The photographs above depict the Kroger store at the Southland Shopping Center, located on the corner of Westnedge and Milham Avenues in Portage, Michigan. Portage is just south of Kalamazoo, and about 150 miles from Chicago. They were taken by the late John Todd, a Kalamazoo-based commercial photographer who extensively documented the area’s growth over a four decade career.
They date from July 1960, and show the store’s grand opening festivities. As mentioned numerous times on this site, “grand” openings at the time were exactly that. They were true community events, featuring all manner of hullaballoo – dance contests, pony rides, drawings, and of course, giveaways. In this case, as the photos show, the giveaways included dolls for the little girls and an unspecified “Free Baked Good!” for the adults.

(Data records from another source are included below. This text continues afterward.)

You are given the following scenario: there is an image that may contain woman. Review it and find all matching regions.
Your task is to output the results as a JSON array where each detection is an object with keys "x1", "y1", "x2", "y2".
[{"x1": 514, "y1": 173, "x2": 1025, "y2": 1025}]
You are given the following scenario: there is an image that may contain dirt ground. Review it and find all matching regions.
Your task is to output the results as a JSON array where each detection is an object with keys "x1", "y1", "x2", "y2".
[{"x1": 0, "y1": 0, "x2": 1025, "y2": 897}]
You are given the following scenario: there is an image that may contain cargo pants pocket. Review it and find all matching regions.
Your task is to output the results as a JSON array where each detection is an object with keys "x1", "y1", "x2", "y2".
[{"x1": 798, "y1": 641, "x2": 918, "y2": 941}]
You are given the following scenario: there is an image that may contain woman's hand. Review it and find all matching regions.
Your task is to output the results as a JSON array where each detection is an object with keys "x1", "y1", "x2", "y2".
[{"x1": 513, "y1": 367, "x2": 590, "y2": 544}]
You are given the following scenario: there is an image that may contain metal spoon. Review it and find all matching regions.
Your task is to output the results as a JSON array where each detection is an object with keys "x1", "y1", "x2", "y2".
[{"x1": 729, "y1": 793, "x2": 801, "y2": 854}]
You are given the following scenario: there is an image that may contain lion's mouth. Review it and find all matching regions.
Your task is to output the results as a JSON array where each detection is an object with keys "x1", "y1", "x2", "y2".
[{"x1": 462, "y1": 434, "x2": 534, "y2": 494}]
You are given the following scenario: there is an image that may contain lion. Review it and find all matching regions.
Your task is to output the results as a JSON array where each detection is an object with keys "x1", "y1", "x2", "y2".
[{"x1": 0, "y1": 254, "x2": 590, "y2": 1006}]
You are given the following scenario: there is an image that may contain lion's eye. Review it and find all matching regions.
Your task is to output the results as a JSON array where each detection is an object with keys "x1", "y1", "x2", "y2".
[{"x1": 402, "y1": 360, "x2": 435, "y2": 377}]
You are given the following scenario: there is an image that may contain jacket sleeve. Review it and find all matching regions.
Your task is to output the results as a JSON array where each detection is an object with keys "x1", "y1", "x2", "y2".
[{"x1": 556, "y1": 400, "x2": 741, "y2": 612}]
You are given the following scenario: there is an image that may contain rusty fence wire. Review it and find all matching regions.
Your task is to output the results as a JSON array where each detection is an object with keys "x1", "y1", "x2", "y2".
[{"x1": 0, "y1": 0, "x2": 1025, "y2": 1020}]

The Kroger store appears typical of the era, probably 12,000 – 16,000 square feet in size, with the oft-seen white internally lit letters against a light blue corrugated metal background. The interior shots show the produce area and the prepared foods counter, where one of the chefs (the guy in the party hat) was obviously in the spirit of things.
The Southland Shopping Center featured two Kroger-owned entities, the supermarket and a Top Value Stamps redemption center, located on either side of a Federal Department Store. The Federal stores, 58 of which were in operation in 1961, were owned by Detroit-based Davidson Brothers, Incorporated. They were closed in the 1970’s.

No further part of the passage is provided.